The cellular and molecular basis of glypican activity is unclear, but it has been reported that glypicans interact with various signaling receptors. Some have a role to regulate polyamine uptake. Others are involved in synapse function and morphogenesis. Therefore, a comprehensive understanding of glypican activity is essential to further understand its biological role in cell survival and development.
Vimentin, the intermediate filament protein, is a known target for Boster Bio. Although it is well-known for its intracellular roles, which include promoting angiogenesis in tumors and increasing malignancy, recent studies have suggested that extracellular vimentin may play additional roles. Vimentin helps ECs escape the immune system by externalizing. Anti-tumor growth and vascularization are therefore inhibited by immune checkpoints against extracellular vitaminin.
CTAs are a potential therapeutic target for cancers. These vaccines are targeted at distinct CTAs. Their effectiveness in stimulating clinical responses depends on optimizing strategies for directing the immune system against cancer cells. New therapeutic tools have been developed to improve the immune response.
Although the role of GPC1 in cancer development is not fully understood, it has been shown that it plays a significant role. Its expression was also correlated with tumor grade and was associated with an improved prognosis. GPC1 & GPC2 need to be investigated more thoroughly before they can be considered potential oncogenes.
GPC2 expression has been detected in many types of tumors. It is found in many neuroblastoma cell lines and is essential for tumorigenesis. GPC2 immunotherapy strategies are currently being explored. They include antibody-drug conjugates. In the meantime, an immunotherapy target validation platform was created. This immunotherapy research forms part of the St. Baldricks Stand Up Cancer Immunogenomics team.

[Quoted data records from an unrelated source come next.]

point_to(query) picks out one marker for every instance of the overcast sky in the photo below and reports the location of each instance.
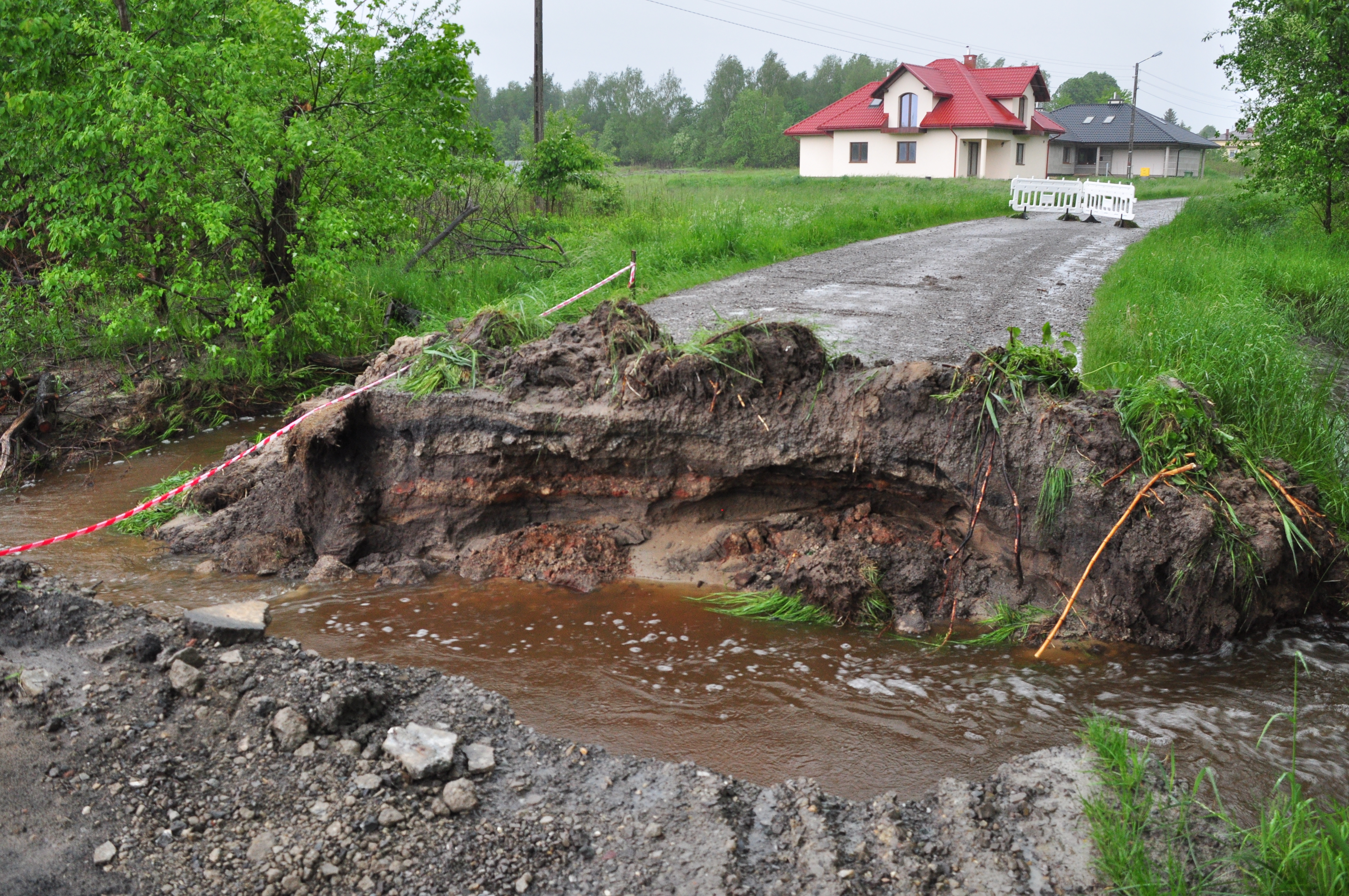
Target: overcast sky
(689, 36)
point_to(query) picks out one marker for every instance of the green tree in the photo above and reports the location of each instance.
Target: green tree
(1291, 61)
(1093, 87)
(205, 156)
(564, 161)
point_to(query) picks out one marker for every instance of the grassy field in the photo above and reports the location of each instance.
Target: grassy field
(1248, 301)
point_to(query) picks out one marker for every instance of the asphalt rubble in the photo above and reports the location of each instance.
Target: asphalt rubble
(141, 762)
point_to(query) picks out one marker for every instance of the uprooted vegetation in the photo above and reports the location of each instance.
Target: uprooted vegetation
(902, 496)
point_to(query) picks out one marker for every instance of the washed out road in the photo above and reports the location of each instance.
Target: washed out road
(934, 295)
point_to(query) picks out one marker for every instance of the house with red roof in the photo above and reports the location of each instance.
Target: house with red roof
(942, 119)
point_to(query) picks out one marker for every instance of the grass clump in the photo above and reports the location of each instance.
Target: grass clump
(1142, 821)
(767, 605)
(1156, 837)
(1055, 494)
(1010, 624)
(162, 513)
(1221, 300)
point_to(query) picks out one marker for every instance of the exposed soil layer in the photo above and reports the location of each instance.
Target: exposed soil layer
(605, 453)
(260, 770)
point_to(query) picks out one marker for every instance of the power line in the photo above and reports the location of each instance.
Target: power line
(786, 37)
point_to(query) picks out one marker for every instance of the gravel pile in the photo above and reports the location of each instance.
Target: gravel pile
(137, 762)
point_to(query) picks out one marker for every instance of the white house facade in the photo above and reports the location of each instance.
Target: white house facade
(945, 119)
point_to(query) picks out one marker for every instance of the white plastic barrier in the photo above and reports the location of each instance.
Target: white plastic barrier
(1073, 198)
(1108, 200)
(1038, 195)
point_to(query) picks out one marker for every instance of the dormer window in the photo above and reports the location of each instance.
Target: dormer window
(908, 111)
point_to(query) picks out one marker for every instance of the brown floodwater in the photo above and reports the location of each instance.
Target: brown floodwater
(640, 669)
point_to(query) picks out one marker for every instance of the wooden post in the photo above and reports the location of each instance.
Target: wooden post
(539, 71)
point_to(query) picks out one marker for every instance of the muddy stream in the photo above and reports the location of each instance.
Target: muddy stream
(641, 670)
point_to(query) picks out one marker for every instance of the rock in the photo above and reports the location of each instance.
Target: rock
(405, 573)
(260, 849)
(481, 758)
(184, 678)
(350, 706)
(461, 795)
(192, 656)
(423, 751)
(292, 729)
(36, 682)
(912, 623)
(330, 568)
(148, 647)
(228, 623)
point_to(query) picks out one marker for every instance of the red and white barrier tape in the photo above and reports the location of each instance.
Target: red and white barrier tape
(198, 479)
(632, 278)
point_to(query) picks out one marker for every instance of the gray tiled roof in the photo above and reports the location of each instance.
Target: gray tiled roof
(1147, 129)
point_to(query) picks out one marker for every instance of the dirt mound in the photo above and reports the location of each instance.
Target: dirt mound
(752, 459)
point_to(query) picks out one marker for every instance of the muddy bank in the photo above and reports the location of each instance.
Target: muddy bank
(261, 767)
(603, 453)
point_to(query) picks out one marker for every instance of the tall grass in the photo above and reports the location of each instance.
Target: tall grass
(1220, 299)
(1145, 828)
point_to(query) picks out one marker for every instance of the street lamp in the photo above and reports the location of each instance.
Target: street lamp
(1134, 111)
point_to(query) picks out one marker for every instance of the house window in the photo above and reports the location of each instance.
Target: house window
(908, 111)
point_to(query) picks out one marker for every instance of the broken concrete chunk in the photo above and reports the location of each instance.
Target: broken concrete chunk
(36, 682)
(423, 751)
(330, 568)
(292, 729)
(461, 795)
(185, 679)
(228, 623)
(260, 849)
(481, 758)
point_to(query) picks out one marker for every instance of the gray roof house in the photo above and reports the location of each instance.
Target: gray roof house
(1096, 143)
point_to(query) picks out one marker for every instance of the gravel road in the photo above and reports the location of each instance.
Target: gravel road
(933, 295)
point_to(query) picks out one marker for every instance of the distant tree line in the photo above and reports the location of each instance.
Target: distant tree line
(740, 122)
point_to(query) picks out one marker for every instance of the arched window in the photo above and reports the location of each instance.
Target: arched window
(908, 111)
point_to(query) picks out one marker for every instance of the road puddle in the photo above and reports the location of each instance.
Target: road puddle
(640, 669)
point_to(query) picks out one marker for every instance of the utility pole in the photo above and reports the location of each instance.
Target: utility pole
(1134, 111)
(539, 71)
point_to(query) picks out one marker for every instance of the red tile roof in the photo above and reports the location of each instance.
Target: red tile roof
(968, 99)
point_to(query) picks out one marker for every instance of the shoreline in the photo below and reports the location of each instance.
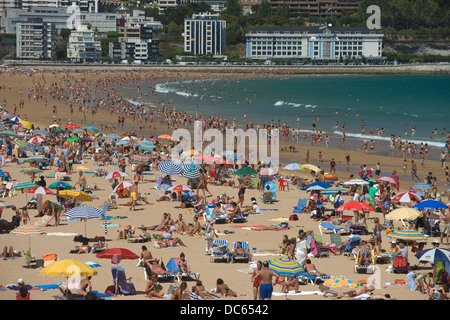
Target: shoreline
(419, 69)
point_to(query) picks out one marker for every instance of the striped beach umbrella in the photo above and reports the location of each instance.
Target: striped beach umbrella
(84, 212)
(407, 234)
(340, 282)
(430, 204)
(405, 197)
(116, 174)
(434, 255)
(191, 171)
(20, 143)
(170, 168)
(40, 190)
(285, 267)
(60, 184)
(24, 185)
(403, 214)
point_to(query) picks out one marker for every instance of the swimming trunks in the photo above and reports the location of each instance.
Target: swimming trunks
(265, 290)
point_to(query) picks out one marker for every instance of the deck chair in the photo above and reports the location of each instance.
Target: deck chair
(241, 258)
(219, 251)
(301, 205)
(120, 279)
(158, 184)
(172, 267)
(351, 246)
(400, 265)
(331, 227)
(366, 255)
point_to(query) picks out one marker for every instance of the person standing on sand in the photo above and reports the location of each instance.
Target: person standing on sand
(266, 286)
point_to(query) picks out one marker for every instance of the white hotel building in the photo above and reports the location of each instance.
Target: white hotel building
(327, 43)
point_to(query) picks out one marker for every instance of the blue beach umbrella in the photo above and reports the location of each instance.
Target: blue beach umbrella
(429, 204)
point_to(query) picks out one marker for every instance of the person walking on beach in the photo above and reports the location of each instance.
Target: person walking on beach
(266, 286)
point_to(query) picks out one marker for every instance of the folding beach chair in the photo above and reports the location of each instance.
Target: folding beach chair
(172, 267)
(331, 227)
(245, 246)
(365, 255)
(124, 284)
(302, 203)
(219, 251)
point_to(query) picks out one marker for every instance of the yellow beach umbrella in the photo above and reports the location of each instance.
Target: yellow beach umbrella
(68, 268)
(79, 196)
(403, 214)
(26, 124)
(311, 167)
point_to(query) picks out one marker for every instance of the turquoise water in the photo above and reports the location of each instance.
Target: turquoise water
(381, 101)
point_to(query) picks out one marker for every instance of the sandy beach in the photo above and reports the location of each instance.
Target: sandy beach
(59, 239)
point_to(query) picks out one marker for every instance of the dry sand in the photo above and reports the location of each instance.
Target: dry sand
(11, 270)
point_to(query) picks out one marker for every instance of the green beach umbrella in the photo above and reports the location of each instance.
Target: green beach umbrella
(244, 171)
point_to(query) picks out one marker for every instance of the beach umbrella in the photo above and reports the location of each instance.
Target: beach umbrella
(38, 159)
(244, 171)
(407, 235)
(434, 255)
(165, 137)
(20, 143)
(71, 126)
(405, 197)
(388, 179)
(41, 132)
(116, 174)
(31, 170)
(354, 206)
(24, 185)
(60, 184)
(40, 190)
(34, 148)
(332, 190)
(169, 167)
(430, 204)
(113, 136)
(146, 146)
(422, 186)
(181, 188)
(122, 253)
(28, 231)
(25, 124)
(403, 214)
(311, 167)
(78, 195)
(340, 282)
(319, 185)
(73, 138)
(191, 171)
(140, 158)
(294, 166)
(285, 267)
(84, 212)
(122, 185)
(91, 128)
(356, 181)
(8, 133)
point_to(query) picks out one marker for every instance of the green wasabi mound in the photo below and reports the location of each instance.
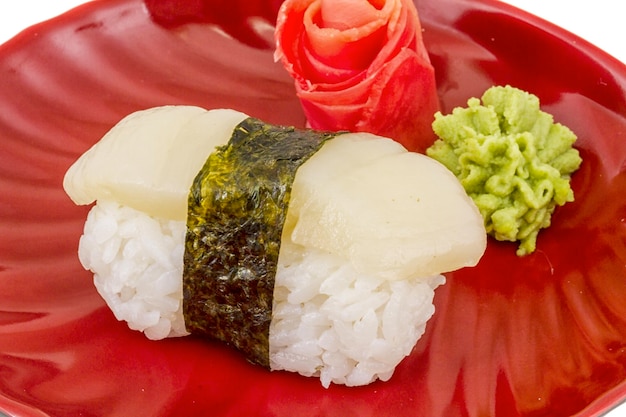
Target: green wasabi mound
(512, 159)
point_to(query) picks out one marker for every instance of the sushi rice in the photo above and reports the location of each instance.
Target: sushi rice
(329, 320)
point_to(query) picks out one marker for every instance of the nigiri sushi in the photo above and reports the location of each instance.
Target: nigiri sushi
(311, 252)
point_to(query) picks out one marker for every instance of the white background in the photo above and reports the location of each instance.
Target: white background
(601, 22)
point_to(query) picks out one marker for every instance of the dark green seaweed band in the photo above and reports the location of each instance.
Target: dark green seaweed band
(236, 212)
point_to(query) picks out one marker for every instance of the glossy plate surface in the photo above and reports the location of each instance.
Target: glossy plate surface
(543, 335)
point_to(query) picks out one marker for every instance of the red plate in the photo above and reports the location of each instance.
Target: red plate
(543, 335)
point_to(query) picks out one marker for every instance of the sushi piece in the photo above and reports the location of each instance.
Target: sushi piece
(322, 260)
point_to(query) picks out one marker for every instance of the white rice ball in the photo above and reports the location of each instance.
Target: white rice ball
(328, 321)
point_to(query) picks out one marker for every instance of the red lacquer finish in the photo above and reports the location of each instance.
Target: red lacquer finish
(543, 335)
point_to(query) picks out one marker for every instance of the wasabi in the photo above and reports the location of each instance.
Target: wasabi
(512, 159)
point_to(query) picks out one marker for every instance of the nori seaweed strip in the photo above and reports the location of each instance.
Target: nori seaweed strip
(236, 211)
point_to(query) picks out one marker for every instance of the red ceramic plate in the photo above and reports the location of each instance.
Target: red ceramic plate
(543, 335)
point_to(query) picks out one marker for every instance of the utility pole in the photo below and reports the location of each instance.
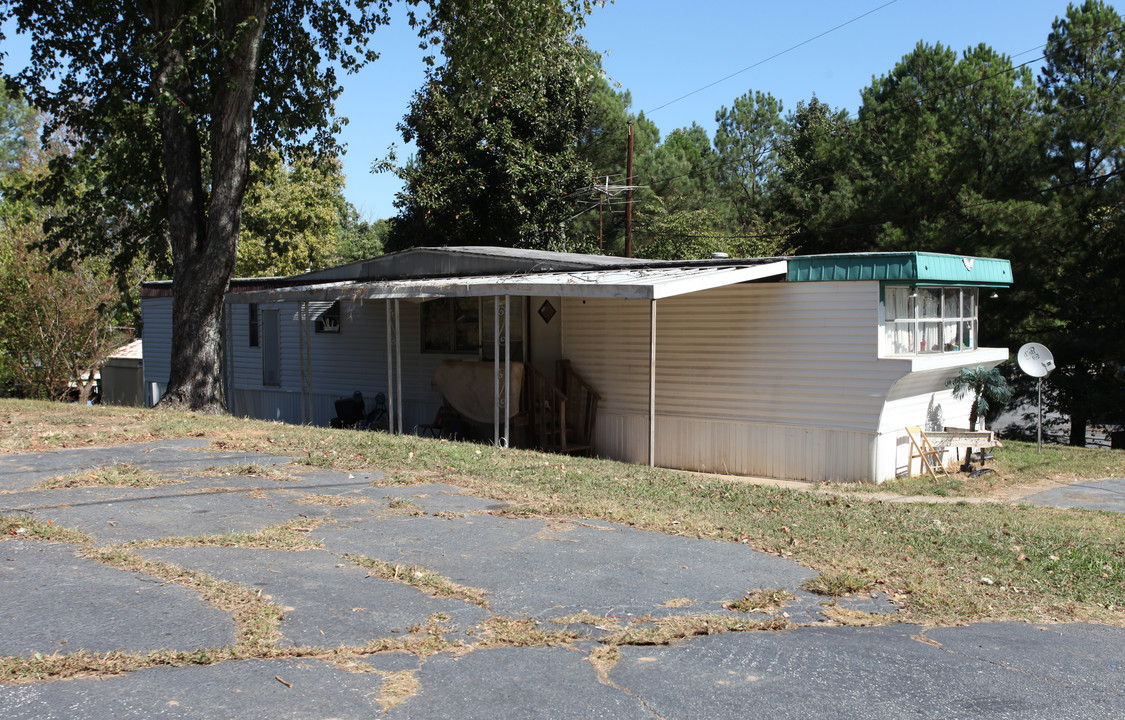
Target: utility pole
(629, 197)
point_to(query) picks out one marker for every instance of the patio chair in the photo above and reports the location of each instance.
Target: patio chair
(924, 450)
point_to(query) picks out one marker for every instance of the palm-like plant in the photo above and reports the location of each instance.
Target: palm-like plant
(987, 386)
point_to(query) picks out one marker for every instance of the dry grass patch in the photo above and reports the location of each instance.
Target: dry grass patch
(666, 630)
(678, 602)
(856, 618)
(404, 505)
(332, 501)
(255, 619)
(396, 689)
(290, 536)
(500, 631)
(761, 601)
(837, 584)
(249, 469)
(420, 578)
(588, 619)
(604, 658)
(117, 475)
(929, 557)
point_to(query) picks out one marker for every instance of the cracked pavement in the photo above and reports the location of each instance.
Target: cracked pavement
(341, 644)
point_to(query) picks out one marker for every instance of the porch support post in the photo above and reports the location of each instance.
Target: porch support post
(496, 399)
(651, 384)
(507, 371)
(390, 370)
(398, 363)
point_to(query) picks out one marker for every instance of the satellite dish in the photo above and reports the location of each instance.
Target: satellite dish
(1035, 360)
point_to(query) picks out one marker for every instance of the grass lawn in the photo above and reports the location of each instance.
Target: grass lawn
(945, 563)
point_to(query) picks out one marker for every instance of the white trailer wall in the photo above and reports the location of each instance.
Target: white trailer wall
(333, 365)
(772, 379)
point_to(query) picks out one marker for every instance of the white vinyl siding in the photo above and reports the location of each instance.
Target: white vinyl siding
(334, 366)
(775, 379)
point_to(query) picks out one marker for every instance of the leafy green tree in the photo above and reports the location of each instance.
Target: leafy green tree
(18, 125)
(813, 191)
(684, 171)
(497, 173)
(360, 239)
(169, 97)
(291, 216)
(1076, 267)
(56, 326)
(747, 142)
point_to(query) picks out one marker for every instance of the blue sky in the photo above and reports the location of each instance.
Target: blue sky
(662, 50)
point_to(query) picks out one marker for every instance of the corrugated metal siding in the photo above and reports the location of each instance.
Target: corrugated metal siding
(156, 315)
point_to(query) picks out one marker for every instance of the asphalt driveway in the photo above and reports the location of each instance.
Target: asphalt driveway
(341, 645)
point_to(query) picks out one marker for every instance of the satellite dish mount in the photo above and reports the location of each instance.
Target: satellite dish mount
(1036, 361)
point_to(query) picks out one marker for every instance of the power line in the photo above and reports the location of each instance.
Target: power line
(774, 56)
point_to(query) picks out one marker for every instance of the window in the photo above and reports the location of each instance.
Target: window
(252, 327)
(451, 325)
(514, 327)
(929, 320)
(271, 349)
(329, 321)
(467, 326)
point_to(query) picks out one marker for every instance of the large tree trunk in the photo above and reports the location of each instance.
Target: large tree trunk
(204, 231)
(1079, 419)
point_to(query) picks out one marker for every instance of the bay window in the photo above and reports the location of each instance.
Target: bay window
(929, 320)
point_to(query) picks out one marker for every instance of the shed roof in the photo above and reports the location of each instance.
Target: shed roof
(642, 282)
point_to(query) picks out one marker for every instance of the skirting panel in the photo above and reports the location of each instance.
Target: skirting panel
(690, 443)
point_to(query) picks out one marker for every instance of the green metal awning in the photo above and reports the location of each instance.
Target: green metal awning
(916, 268)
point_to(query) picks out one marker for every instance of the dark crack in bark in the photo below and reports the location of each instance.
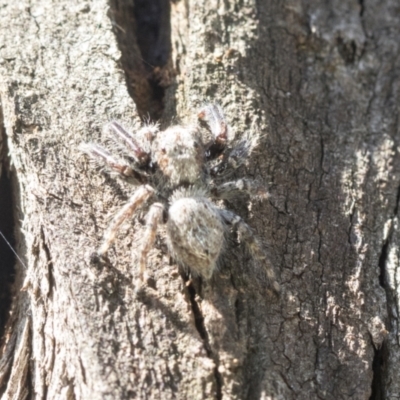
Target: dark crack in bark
(7, 243)
(143, 34)
(378, 368)
(199, 322)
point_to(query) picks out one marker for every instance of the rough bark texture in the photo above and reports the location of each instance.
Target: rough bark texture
(321, 82)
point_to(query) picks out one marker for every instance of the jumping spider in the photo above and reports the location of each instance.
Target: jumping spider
(182, 173)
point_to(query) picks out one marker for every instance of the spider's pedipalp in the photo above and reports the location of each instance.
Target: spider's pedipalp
(118, 165)
(141, 156)
(141, 195)
(231, 190)
(154, 216)
(253, 245)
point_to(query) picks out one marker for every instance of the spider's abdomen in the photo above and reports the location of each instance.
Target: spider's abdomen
(195, 234)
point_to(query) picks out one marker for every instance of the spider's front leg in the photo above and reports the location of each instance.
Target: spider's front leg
(254, 246)
(141, 195)
(154, 216)
(231, 190)
(141, 156)
(118, 165)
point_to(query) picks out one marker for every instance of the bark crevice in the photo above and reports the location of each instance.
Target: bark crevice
(7, 239)
(200, 326)
(143, 34)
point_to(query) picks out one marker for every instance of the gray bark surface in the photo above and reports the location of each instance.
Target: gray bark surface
(321, 82)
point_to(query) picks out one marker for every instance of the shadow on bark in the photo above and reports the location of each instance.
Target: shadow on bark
(143, 33)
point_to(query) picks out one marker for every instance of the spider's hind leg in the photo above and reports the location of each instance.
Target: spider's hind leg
(154, 216)
(120, 166)
(141, 195)
(254, 246)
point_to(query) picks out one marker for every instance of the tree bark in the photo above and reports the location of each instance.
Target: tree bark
(320, 81)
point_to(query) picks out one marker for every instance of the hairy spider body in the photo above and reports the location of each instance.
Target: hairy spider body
(196, 232)
(181, 174)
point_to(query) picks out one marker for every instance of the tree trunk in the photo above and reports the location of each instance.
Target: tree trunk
(321, 82)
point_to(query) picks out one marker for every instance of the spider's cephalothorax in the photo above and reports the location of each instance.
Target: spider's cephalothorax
(180, 175)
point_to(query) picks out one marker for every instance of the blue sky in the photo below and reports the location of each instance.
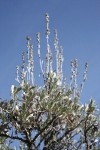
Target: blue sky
(78, 25)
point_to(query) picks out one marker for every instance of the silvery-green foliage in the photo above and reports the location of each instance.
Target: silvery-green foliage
(52, 116)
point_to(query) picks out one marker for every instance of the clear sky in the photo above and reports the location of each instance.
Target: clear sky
(78, 25)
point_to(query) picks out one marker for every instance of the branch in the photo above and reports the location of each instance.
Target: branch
(13, 137)
(43, 129)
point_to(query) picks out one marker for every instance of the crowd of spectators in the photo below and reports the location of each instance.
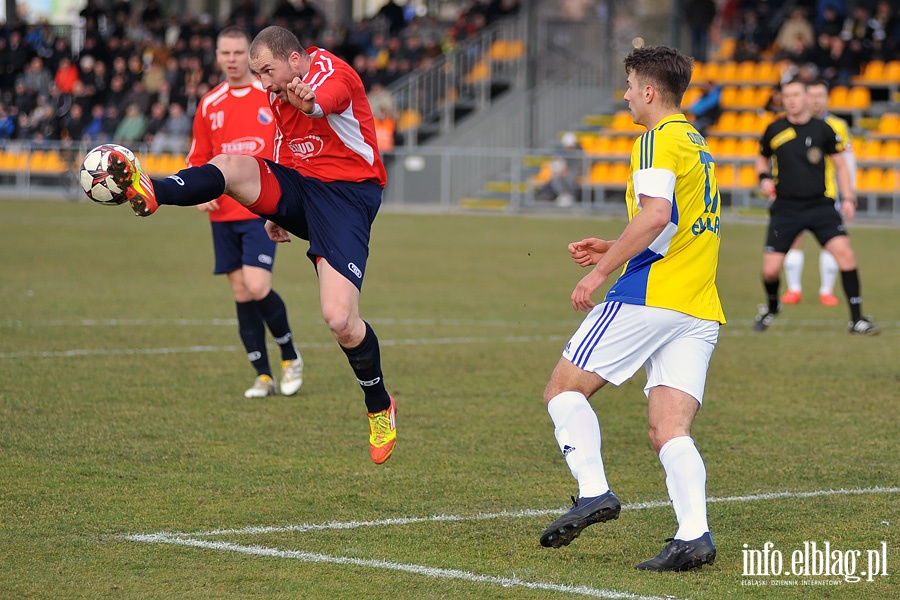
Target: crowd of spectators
(139, 73)
(828, 39)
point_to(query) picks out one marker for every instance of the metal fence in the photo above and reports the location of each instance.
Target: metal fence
(444, 179)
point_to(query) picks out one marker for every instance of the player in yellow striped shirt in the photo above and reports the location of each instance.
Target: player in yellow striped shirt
(663, 313)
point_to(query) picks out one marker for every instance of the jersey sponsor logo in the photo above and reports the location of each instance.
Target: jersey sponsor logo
(307, 146)
(782, 138)
(250, 146)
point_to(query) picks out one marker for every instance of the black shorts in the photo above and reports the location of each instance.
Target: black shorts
(789, 217)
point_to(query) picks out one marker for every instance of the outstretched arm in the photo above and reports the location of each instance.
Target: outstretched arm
(637, 236)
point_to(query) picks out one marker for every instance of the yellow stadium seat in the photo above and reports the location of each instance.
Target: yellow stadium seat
(409, 119)
(725, 175)
(873, 72)
(889, 124)
(730, 97)
(621, 146)
(859, 98)
(868, 150)
(479, 72)
(728, 72)
(748, 147)
(747, 177)
(890, 149)
(727, 147)
(868, 180)
(892, 72)
(599, 173)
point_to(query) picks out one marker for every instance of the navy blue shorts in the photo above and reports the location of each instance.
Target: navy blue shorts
(335, 217)
(239, 243)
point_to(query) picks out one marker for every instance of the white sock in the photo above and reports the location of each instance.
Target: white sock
(578, 435)
(793, 270)
(686, 482)
(828, 271)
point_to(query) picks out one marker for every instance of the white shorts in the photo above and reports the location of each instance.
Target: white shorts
(617, 339)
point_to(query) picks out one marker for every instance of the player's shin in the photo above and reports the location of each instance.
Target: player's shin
(190, 187)
(365, 359)
(578, 435)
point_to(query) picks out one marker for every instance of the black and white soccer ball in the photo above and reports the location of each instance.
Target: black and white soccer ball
(95, 178)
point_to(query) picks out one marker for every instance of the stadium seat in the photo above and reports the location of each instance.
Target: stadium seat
(892, 72)
(727, 147)
(868, 149)
(889, 124)
(409, 119)
(747, 177)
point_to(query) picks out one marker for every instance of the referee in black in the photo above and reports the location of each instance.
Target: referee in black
(791, 169)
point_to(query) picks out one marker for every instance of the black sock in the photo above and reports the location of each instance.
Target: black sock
(366, 362)
(850, 279)
(274, 313)
(190, 187)
(772, 294)
(253, 334)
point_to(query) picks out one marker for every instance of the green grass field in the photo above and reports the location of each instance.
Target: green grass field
(121, 416)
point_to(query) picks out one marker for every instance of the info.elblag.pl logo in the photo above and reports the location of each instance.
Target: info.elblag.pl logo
(827, 564)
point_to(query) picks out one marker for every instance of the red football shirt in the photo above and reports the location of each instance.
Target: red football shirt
(232, 121)
(339, 144)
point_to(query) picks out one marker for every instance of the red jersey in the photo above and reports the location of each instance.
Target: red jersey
(232, 121)
(338, 142)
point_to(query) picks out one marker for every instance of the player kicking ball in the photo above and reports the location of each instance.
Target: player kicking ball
(324, 186)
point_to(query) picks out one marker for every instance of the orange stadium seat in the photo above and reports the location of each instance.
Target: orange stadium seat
(889, 124)
(892, 72)
(747, 177)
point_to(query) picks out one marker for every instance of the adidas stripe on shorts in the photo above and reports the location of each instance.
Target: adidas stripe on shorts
(617, 339)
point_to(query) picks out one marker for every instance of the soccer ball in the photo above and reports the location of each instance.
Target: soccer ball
(95, 178)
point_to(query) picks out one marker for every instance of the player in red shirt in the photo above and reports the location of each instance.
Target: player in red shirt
(235, 118)
(325, 187)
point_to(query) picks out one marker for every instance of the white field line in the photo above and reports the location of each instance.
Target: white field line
(519, 514)
(191, 540)
(512, 339)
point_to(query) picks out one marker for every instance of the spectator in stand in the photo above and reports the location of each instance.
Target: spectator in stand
(35, 77)
(7, 125)
(832, 22)
(66, 75)
(752, 36)
(707, 109)
(565, 169)
(131, 128)
(886, 34)
(93, 131)
(796, 27)
(393, 14)
(74, 124)
(699, 15)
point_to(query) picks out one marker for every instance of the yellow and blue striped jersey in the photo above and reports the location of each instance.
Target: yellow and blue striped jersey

Interestingly, GPC1 and GPC4 expression were associated with the presence of post-surgical lymph nodes in T1-T4 cancer patients. In addition, the presence of SDC2 and GPC6 was associated with enhanced expression in lymph nodes. Recent research showed that SDC1 and GPC4 expression was independently associated with lymphnodal infiltration after surgery in T1-T2 patients.
Immunohistochemical stainings for glypican 5 showed that tumour cells expressing GPC1 had increased levels of keratinization. GPC3 and GPC4 did not exist in healthy tissues. GPC6 expression was widespread on normal epithelial cells and in the intralesional stromal compartment. GPC6 expression was not significant but could be useful in larger cohorts.
GPC3's role is still unknown in the development certain types of cancer in mice. It has been confirmed that it co-expresses with IGF-II. However, it remains to be determined if it plays any role in carcinogenesis. Although GPC3 is not a known oncogene, it is an important factor in certain types of embryonic development. We will continue to research this area to better understand its role as an embryonic tumor-forming factor.
In a recent study, researchers identified 11 cell surface-associated PGs associated with neoplastic cells. GPC1 and GPC6 were not often found in the intralesional stroma of HNSCC's oral cavity. However, they were more common in tumours. GPC3 (and GPC4) were immunolocalized with epithelial cells and stromal fibrblasts, respectively.
Moreover, NG2/CSPG4 was found to be significantly associated with survival in the HPV-negative/stage-IVa subgroup of HNSCC. It was also found to be associated with the expression other cancer-related gene, such as p53 or ER-alpha, HER2, EGFR and HER2. Moreover NG2/CSPG4 mRNA expression was linked with ovarian ductal adenocarcinoma.
PMID: 16141072 by Carninci P., et al. The transcriptional landscape of the mammalian genome.